Bug 136854

Summary:	[api][encoding] Autodetect files encoding and force BOM save to files
Product:	[Eclipse Project] Platform	Reporter:	Marc Bauer <marc.bau>
Component:	Resources	Assignee:	Platform-Resources-Inbox <platform-resources-inbox>
Status:	NEW ---	QA Contact:
Severity:	enhancement
Priority:	P4	CC:	daniel_megert, eclipse, kashihara, pawel.pogorzelski1, sebastianzartner
Version:	3.1.2
Target Milestone:	---
Hardware:	PC
OS:	Windows XP
Whiteboard:

Description Marc Bauer

2006-04-14 11:57:34 EDT

Daniel Megert forced me in https://bugs.eclipse.org/bugs/show_bug.cgi?id=78455 to issue a new bug for this.

Primary Issue:
We have BIG troubles with non-existing BOM in UTF-8 files.

Cause of Problem:
We come from Dreamweaver and are developing ColdFusion Apps... All old
development is done in Homesite <=5 and Dreamweaver <=6.1 and therefor file encoding is "windows 1252".

Problem description:
So we tryed to change the workspace to UTF8 for creating new files only in UTF8 for getting the apps internationalized in future. After we change this setting all files in the workspace are going to be destroyed if it comes to german umlauts like ö ä ü and others non windows 1252 chars.

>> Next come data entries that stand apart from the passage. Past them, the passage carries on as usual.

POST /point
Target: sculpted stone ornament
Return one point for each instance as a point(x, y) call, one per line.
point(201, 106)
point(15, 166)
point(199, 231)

if i change the workspace back to windows-1251 and create new files, they are not UTF8 what results in destroyed chars the coldfusion web app (website).

What we expect and will solve the problem for future:
1. we must create new files only in UTF-8 *with* BOM (ColdFusion requires this - Dreamweaver and others, too).

2. encoding autodetection should be in place for older windows-1252 files and they should be opened/saved as windows 1252 whatever the workspace config says and should inherit.

If this is not possible in this way to detect, we must change the workspace to windows 1252 until all files are converted and new files must be created in UTF8 and detected as UTF8 if opened/saved and not like the workspace encoding (win1252).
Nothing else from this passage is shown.